W rozmowie z reporterem RMF FM Patrykiem Michalskim Witold Waszczykowski oświadczył, że przez „brak prezydenckiego podpisu” pracy nie może rozpocząć zacząć dziewięciu wybranych ambasadorów. Szef polskiego MSZ wskazał, ze na biurku Andrzeja Dudy leży kilka wciąż niepodpisanych nominacji, m.in. ambasadorów RP w Kanadzie, Tajlandii i Korei Południowej.
Jak zapewnił Waszczykowski, nominowani to osoby wykształcone, z dużym doświadczeniem w dyplomacji. Staramy się znaleźć ekspertów od danego kraju, przechodzą praktycznie bez zarzutów komisje sejmową i senacką. Oczekuję więc wyjaśnień, o co chodzi – powiedział szef MSZ.
Do słów Witolda Waszczykowskiego odniósł się na antenie radiowej Jedynki prezydencki minister Krzysztof Szczerski. Wskazał, że przynoszą one zgorszenie w środowisku dobrej zmiany i nigdy nie powinny były paść.

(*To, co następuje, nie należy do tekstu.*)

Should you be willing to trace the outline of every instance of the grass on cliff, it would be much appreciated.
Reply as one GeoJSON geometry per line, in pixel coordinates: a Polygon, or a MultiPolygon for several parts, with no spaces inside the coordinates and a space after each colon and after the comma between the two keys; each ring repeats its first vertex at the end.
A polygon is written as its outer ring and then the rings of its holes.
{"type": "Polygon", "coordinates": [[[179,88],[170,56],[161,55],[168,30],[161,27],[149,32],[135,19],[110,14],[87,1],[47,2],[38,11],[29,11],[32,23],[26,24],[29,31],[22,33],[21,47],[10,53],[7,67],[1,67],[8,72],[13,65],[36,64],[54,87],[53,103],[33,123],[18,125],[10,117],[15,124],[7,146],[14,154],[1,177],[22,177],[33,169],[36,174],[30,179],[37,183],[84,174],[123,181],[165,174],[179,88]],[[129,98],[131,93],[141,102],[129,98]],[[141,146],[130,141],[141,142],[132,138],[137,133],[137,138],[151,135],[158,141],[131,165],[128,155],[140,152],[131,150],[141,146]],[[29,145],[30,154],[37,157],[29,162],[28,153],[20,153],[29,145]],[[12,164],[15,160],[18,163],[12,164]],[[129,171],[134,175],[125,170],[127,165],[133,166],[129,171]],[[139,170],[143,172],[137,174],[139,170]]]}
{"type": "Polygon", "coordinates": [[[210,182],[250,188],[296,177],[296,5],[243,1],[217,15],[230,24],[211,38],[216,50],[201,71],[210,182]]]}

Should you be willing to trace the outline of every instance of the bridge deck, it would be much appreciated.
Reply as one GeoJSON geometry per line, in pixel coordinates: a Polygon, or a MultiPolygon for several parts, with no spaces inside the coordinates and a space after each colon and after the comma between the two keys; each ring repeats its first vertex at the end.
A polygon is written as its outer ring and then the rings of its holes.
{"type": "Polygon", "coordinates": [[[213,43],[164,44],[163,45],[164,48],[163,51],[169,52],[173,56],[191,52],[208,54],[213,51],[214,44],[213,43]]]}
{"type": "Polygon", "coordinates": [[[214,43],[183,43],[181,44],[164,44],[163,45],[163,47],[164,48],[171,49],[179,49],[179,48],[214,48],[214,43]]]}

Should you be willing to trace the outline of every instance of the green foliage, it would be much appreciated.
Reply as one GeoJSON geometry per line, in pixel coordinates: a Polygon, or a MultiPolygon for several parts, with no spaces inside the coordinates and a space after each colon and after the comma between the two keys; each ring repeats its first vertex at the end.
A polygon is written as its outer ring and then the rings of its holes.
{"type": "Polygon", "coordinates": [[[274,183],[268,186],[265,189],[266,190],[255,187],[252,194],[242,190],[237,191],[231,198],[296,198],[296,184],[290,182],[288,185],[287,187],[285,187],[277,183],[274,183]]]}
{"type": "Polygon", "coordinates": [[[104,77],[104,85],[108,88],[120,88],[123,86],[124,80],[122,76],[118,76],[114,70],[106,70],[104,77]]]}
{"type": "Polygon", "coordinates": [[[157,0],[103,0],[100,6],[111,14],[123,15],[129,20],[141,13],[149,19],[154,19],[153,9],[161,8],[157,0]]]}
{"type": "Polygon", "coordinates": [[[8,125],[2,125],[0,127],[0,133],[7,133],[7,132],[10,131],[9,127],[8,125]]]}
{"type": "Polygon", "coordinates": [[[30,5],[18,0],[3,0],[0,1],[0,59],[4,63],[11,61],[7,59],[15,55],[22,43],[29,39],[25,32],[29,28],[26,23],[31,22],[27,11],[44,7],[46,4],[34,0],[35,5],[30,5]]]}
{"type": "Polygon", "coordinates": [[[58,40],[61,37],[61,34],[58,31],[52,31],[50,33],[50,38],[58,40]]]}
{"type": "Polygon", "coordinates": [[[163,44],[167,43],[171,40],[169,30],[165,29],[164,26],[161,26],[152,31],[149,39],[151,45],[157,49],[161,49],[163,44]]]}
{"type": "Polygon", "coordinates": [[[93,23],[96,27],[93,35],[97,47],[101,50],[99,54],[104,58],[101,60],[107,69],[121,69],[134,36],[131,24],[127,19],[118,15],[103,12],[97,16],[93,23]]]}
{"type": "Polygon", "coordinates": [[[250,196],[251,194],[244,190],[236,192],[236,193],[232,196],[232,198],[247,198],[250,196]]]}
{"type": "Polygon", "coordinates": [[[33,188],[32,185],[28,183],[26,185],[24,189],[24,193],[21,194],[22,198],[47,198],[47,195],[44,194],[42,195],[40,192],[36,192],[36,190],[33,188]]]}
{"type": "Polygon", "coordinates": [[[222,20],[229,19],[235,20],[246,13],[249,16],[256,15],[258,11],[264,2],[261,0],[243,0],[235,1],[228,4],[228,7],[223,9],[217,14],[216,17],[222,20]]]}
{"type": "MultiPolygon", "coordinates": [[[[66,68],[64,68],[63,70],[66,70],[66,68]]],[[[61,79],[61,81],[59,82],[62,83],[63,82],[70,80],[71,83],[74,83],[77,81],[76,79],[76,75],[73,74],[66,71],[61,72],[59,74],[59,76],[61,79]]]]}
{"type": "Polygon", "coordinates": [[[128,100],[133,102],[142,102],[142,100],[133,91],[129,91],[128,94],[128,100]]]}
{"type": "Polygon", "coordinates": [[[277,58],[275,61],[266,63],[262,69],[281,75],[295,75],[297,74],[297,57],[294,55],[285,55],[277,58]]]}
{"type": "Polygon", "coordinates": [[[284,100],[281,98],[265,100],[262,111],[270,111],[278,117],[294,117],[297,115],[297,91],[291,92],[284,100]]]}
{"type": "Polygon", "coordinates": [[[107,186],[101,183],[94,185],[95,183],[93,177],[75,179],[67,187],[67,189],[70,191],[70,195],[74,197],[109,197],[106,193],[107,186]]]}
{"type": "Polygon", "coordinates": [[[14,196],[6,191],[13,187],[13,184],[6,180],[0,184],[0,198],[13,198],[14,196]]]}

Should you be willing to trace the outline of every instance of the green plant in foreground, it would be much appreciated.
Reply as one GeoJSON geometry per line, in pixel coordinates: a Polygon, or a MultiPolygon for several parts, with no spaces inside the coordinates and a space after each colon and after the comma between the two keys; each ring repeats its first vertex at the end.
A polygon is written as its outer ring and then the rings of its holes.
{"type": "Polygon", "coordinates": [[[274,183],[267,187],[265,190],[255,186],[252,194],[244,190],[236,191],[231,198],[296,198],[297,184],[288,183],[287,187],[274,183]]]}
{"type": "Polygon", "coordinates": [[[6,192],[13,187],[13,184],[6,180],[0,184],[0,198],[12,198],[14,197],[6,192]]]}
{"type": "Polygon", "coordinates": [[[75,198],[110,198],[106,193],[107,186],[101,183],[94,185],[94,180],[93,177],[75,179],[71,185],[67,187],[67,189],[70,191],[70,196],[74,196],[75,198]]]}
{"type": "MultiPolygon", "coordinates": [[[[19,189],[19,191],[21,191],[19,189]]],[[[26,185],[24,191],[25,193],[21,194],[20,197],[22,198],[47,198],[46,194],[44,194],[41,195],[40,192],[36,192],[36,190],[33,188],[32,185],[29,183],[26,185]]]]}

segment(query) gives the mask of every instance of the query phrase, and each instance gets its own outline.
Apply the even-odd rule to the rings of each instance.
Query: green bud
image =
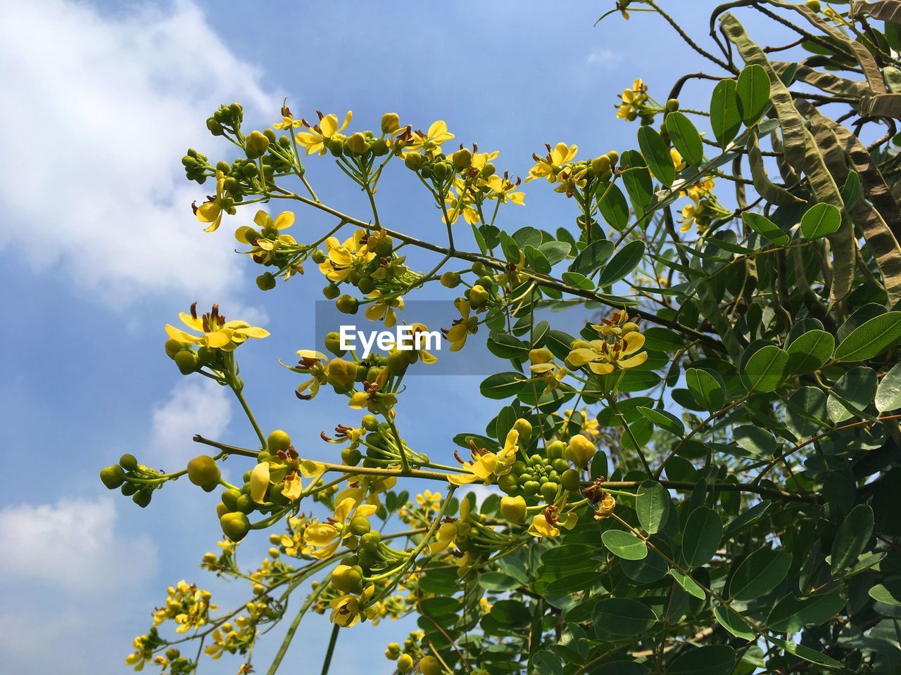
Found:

Żaden minister, zwłaszcza tego rządu, wobec tego prezydenta nie ma prawa wypowiadać tego typu słów. Pan minister Waszczykowski się pomylił w swoich twierdzeniach. Jeśli jego urzędnicy wprowadzili go w błąd, to jest to sprawa działalności MSZ – dodał.
Takie słowa nie powinny były paść. Sugeruję panu ministrowi Waszczykowskiemu podjęcie teraz działań na rzecz odbudowy dobrej relacji z głową polskiego państwa. Tak gorliwych działań, jak gorliwie podpisuje się pod sukcesami pana prezydenta, kiedy one następują jeśli chodzi o Radę Bezpieczeństwa, czy jeśli chodzi o przyjazd prezydenta Donalda Trumpa do Warszawie, czy jeśli chodzi o szczyt NATO – podkreślił Szczerski.